What you need to know
To get the most from the talk, have a working knowledge of the following ideas. Short pointers are included so you can refresh the essentials before watching.
- Sampling and the Nyquist theorem — signals are discretized by sampling. If a continuous-time signal has no energy above frequency \(f_N\), sampling at \(f_s\) with \(f_s>2f_N\) avoids aliasing. Notation: sampling frequency \(f_s\), Nyquist \(f_N= f_s/2\).
- Discrete Fourier Transform (DFT/FFT) — decomposition of a finite-length sequence into frequency bins. A compact form: \(X[k]=\sum_{n=0}^{N-1} x[n]e^{-j2\pi kn/N}\). FFT algorithms compute this efficiently and are used to obtain spectra for frames.
- Short-Time Fourier Transform (STFT) and spectrograms — use a sliding window to obtain time–frequency energy. STFT is essential when signals are nonstationary (speech, transient interference).
- Filtering and time/frequency duality — filters modify spectra; low-pass filters remove high-frequency noise. Viewing signals in time and frequency gives complementary insights.
- Feature extraction vs end-to-end learning — classical pipelines extract features (MFCCs, spectral centroid), then apply classifiers; deep learning can learn representations directly from raw waveforms or spectrograms.
- MFCC pipeline — STFT magnitude → mel filterbank → log energies → DCT to produce compact cepstral coefficients used widely in speech tasks.
- Statistical estimation basics — MMSE, MAP, and ML are criteria to design estimators/detectors; Kalman filters are an MMSE-style recursive estimator for linear Gaussian systems.
- Interacting Multiple Model (IMM) — a practical approach for tracking targets that switch between motion models (e.g., straight vs turn). IMM runs multiple filters and mixes their estimates.
- Autoencoders and end-to-end communication — treating transmitter+channel+receiver as a differentiable pipeline trained with backprop lets you learn novel constellations and joint coding/decoding maps.

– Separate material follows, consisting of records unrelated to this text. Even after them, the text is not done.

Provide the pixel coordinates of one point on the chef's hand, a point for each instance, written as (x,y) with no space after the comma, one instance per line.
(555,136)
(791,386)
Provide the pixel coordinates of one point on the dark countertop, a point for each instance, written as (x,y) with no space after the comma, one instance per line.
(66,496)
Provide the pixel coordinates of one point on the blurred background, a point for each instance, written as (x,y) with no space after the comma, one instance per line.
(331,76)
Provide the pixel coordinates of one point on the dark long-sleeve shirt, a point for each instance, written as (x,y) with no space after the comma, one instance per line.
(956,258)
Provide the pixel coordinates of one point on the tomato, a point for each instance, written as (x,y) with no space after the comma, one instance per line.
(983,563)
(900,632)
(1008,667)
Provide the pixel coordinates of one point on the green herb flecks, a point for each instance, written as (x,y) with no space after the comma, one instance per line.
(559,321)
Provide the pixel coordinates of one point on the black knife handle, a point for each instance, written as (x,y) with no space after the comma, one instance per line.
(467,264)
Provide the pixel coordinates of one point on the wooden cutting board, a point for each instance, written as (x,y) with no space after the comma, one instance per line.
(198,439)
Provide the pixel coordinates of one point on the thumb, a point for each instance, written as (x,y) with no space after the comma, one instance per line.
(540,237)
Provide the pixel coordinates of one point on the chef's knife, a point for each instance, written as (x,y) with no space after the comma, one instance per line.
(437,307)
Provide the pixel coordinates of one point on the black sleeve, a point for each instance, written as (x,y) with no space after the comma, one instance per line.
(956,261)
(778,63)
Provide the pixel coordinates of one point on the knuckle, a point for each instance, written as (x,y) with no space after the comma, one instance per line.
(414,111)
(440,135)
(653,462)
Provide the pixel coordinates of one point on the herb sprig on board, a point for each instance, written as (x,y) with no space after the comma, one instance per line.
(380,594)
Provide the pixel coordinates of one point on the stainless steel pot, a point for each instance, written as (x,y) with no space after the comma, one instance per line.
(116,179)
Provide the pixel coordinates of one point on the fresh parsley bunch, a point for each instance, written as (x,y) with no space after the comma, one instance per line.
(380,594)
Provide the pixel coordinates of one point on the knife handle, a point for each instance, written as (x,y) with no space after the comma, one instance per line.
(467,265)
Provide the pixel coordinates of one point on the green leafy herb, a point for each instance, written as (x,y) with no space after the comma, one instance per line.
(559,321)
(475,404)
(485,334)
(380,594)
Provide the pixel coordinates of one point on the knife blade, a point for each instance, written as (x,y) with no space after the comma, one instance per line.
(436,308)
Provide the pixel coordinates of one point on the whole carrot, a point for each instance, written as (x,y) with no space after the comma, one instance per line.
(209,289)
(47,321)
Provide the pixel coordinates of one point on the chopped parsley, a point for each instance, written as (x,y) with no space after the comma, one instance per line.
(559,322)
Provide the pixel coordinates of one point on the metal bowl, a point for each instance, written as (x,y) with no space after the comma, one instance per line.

- Optimization and learning — gradient descent variants train deep models; understand bias–variance, overfitting vs underfitting, and the need for data or domain randomization in simulation-based training.
Glossary
- DFT — Discrete Fourier Transform: maps a sequence to frequency bins; implemented efficiently with FFT.
- STFT — Short-Time Fourier Transform: time-localized spectra via windowing and sliding frames.
- Spectrogram — squared magnitude of the STFT; a time–frequency energy map used as input features in audio ML.
- MFCC — Mel-Frequency Cepstral Coefficients: compact features that approximate human auditory perception for speech tasks.
- Wavelet — multiscale transform providing variable time–frequency resolution useful for transient and multiscale analysis.
- Kalman filter — recursive linear estimator for tracking and state estimation under Gaussian noise.
- IMM — Interacting Multiple Model: a bank of filters for systems that switch between discrete motion models.
- Autoencoder — an encoder–decoder neural network used for compression, feature learning, or end-to-end system modeling.
- End-to-end learning — optimizing an entire signal chain jointly (e.g., transmitter+receiver) by treating it as a differentiable network.
- Aliasing — spectral overlap caused by under-sampling; leads to distortion and information loss.
Final notes
This presentation offers a pragmatic bridge between two complementary toolsets: the principled, model-based ideas of DSP and the flexible, data-driven approaches of modern ML. The speaker keeps examples concrete (MFCCs, autoencoder communications, IMM tracking) which helps translate abstract concepts into real engineering choices. If you work with signals in any applied domain, watching the talk will give you practical intuition about when to lean on analytical models and when to reach for learned solutions — and how to combine both for better results.